Flag of Suriname
Adopted November 25, 1975[1]
Designed by Jacques Herman Pinas[2]
Proportions 2:3

The flag of Suriname five horizontal bands of green (top, double width), white, red (quadruple width), white, and green (double width); there is a large, yellow, five-pointed star centred in the red band.[3]

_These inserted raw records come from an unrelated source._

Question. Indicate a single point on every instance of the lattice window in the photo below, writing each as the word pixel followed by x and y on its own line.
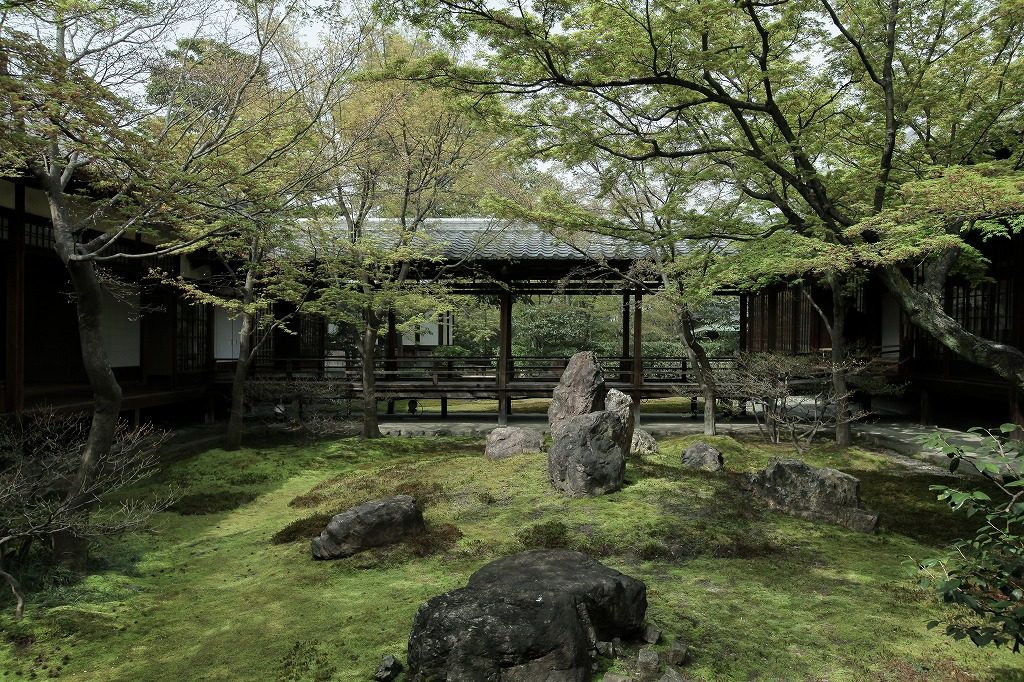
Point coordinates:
pixel 985 310
pixel 193 346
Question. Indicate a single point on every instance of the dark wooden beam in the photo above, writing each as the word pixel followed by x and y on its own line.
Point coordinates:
pixel 14 350
pixel 624 367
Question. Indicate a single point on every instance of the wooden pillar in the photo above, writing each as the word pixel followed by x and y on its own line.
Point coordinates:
pixel 927 418
pixel 624 366
pixel 637 349
pixel 504 356
pixel 14 370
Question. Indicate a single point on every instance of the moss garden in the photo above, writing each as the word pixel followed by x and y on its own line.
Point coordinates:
pixel 221 587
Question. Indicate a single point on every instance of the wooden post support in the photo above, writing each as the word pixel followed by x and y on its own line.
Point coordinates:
pixel 624 366
pixel 1017 413
pixel 391 342
pixel 14 351
pixel 926 408
pixel 504 356
pixel 637 349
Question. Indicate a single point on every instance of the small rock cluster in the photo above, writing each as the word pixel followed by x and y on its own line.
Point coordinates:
pixel 591 430
pixel 704 457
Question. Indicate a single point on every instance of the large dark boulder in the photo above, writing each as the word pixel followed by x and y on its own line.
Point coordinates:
pixel 511 440
pixel 372 524
pixel 643 443
pixel 588 455
pixel 822 495
pixel 534 616
pixel 580 391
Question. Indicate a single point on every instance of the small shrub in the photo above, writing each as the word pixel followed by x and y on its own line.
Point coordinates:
pixel 985 573
pixel 306 662
pixel 306 527
pixel 424 494
pixel 549 535
pixel 437 539
pixel 199 504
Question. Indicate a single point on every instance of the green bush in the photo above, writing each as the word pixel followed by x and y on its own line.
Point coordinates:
pixel 985 573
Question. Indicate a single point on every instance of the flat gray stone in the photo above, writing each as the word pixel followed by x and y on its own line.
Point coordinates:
pixel 511 440
pixel 580 390
pixel 704 457
pixel 643 443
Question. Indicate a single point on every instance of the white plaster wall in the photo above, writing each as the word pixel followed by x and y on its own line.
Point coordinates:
pixel 225 335
pixel 121 330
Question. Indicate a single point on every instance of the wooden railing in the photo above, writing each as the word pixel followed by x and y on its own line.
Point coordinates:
pixel 655 370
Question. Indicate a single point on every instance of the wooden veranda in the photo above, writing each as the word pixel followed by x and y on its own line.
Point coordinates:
pixel 506 261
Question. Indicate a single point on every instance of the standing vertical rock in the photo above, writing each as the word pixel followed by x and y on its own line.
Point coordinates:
pixel 580 391
pixel 621 406
pixel 587 456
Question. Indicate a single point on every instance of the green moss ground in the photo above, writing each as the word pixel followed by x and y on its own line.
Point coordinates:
pixel 758 595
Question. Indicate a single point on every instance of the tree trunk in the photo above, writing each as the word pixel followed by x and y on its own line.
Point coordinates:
pixel 698 360
pixel 236 423
pixel 844 437
pixel 368 350
pixel 71 550
pixel 925 307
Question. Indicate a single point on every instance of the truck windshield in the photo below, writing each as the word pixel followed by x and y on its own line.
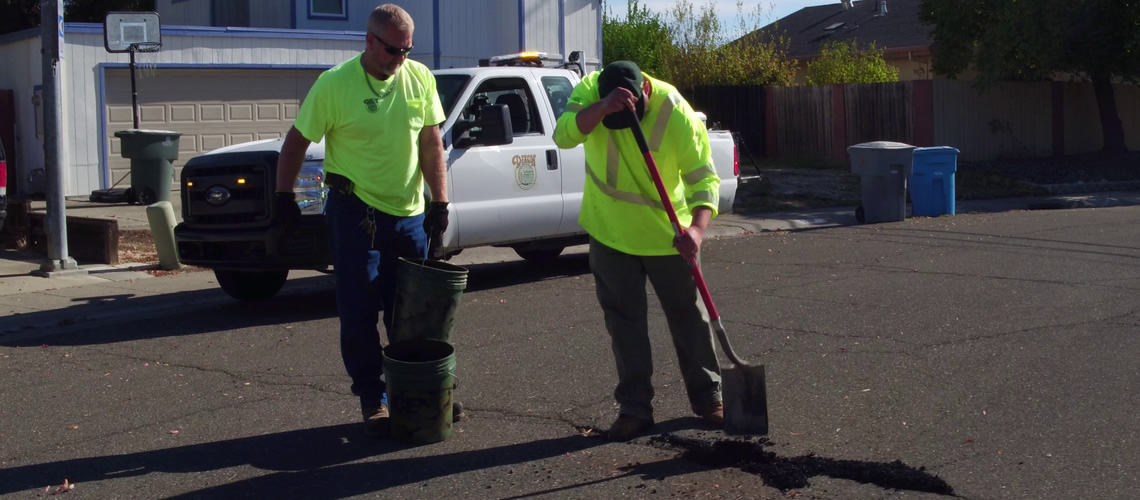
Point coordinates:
pixel 449 87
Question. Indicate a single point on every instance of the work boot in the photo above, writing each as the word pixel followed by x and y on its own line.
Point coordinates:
pixel 627 427
pixel 375 420
pixel 711 415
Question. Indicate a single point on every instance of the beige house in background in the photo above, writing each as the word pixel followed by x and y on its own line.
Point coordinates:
pixel 893 26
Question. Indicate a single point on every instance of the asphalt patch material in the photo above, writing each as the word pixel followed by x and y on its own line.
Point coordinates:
pixel 792 473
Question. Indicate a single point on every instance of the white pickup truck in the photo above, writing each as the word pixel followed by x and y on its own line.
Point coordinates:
pixel 509 183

  • The five-pointed star symbolises the unity of five largest ethnic groups of the country: Creoles, Hindus, Chinese, Amerindians, and Europeans.
  • The yellow is the colour of gold and stands for the country's golden future, and the spirit of sacrifice necessary on the part of citizens to achieve it.
  • The red band stand for progress and love.
  • The green stripes stand for hope, fertility, and the country's jungles.
  • The white symbolises peace, justicem and freedom.[4][5]


Dutch Guyana, 1959-1975

Suriname, earlier known as Dutch Guyana, was the only colony of the Netherlands on the mainland of the New World to survive into the 20th century, Suriname (formerly known as Dutch Guiana) has a unique ethnic and cultural mix that sets it off from its Latin American neighbours. As an autonomous territory under Dutch rule, Suriname in 1959 hoisted a white flag that bore a black ellipse. That unusual flag also had five stars whose colours (white, black, brown, yellow, and red) suggested the ethnic groups of the territory (Europeans, Africans, East Indians, Chinese, and Amerindians).

The 1959 design was abandoned—in part because many felt that it emphasized ethnicity over national unity—when Suriname became independent on November 25, 1975. The new national flag, adopted just four days previously, had been developed in a national competition.[5]